Choose language

Forgot your password?

Need a Spoofbox account? Create one for FREE!

No subscription or hidden extras

Login


She was stretched on her back beneath the pear tree soaking in the alto chant of the visiting bees, the gold of the sun and the panting breath of the breeze when the inaudible voice of it all came to her.
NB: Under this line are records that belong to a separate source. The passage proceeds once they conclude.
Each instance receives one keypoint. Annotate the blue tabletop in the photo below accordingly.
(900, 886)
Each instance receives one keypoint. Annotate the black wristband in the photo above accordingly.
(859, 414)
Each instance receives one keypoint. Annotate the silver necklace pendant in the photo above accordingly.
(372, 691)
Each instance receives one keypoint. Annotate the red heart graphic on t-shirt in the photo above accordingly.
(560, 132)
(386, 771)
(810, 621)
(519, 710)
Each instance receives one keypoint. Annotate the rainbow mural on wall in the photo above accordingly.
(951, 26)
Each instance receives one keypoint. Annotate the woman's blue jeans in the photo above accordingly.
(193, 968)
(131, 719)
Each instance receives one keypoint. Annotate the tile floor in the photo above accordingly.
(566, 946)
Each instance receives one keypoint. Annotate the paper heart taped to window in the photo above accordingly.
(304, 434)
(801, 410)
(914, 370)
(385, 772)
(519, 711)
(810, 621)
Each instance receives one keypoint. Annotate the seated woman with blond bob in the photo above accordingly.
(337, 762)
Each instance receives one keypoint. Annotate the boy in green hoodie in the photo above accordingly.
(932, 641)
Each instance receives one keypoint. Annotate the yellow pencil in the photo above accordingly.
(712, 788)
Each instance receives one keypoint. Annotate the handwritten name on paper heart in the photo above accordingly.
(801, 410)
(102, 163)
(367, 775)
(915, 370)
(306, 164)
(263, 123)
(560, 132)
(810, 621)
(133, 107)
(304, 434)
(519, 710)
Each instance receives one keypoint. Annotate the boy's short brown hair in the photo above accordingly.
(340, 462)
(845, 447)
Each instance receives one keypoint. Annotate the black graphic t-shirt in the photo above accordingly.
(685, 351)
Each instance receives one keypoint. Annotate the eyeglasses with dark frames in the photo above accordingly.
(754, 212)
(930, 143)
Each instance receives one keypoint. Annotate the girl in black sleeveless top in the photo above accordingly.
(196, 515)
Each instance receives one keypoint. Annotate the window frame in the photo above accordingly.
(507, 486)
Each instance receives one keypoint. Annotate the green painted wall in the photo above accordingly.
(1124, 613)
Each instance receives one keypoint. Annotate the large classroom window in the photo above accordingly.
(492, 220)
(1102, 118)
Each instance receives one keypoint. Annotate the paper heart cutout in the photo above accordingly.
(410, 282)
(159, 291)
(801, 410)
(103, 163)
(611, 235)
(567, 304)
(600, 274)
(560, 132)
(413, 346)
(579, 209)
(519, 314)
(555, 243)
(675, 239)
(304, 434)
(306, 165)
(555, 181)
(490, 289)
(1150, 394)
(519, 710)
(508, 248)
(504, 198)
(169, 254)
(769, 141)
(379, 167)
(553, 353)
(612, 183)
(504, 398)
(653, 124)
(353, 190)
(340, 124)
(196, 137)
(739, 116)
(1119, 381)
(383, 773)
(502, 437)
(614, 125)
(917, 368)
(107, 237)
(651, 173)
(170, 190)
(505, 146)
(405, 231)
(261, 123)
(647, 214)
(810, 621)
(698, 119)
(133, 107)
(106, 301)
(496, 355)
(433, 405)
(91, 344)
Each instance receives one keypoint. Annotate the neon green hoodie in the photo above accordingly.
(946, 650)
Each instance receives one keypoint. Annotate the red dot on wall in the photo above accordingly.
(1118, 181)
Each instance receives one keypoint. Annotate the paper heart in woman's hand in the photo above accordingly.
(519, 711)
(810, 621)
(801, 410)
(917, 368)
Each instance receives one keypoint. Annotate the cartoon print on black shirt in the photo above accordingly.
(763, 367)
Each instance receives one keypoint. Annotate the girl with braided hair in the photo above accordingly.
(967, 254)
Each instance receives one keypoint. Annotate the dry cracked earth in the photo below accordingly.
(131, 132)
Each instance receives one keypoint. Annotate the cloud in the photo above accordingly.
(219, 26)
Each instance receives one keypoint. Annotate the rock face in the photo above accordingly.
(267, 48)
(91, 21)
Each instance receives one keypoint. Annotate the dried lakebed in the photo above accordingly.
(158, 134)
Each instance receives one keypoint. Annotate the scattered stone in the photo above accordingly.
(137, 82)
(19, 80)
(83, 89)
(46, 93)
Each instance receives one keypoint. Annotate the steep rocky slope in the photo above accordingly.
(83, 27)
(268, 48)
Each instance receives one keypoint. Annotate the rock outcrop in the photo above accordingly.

She saw a dust-bearing bee sink into the sanctum of a bloom; the thousand sister-calyxes arch to meet the love embrace and the ecstatic shiver of the tree from root to tiniest branch creaming in every blossom and frothing with delight.


Zora Neale Hurston


#women #love



Quote by Zora Neale Hurston

Read through all quotes from Zora Neale Hurston



About Zora Neale Hurston

Zora Neale Hurston Quotes



Did you know about Zora Neale Hurston?

Her father later became mayor of the town which Hurston would glorify in her stories as a place where African Americans could live as they desired independent of white society. ) (Library of America 1995) ISBN 978-0-940450-84-4
Barracoon (1999)
Every Tongue Got to Confess: Negro Folk-tales from the Gulf States (2001)
Zora Neale Hurston: A Life in Letters collected and edited by Carla Kaplan (2003)
Collected Plays (2008)


Film and television
In 1989 PBS aired a drama based on Hurston's life entitled Zora is My Name!. Prayer seems to me a cry of weakness and an attempt to avoid by trickery the rules of the game as laid down.

Of Hurston's four novels and more than 50 publiZora Neale Hurstond short stories plays and essays Zora Neale Hurston is best known for her 1937 novel Their Eyes Were Watching God. Zora Neale Hurston (January 7 1891 – January 28 1960) was an American folklorist anthropologist and author during the time of the Harlem Renaissance.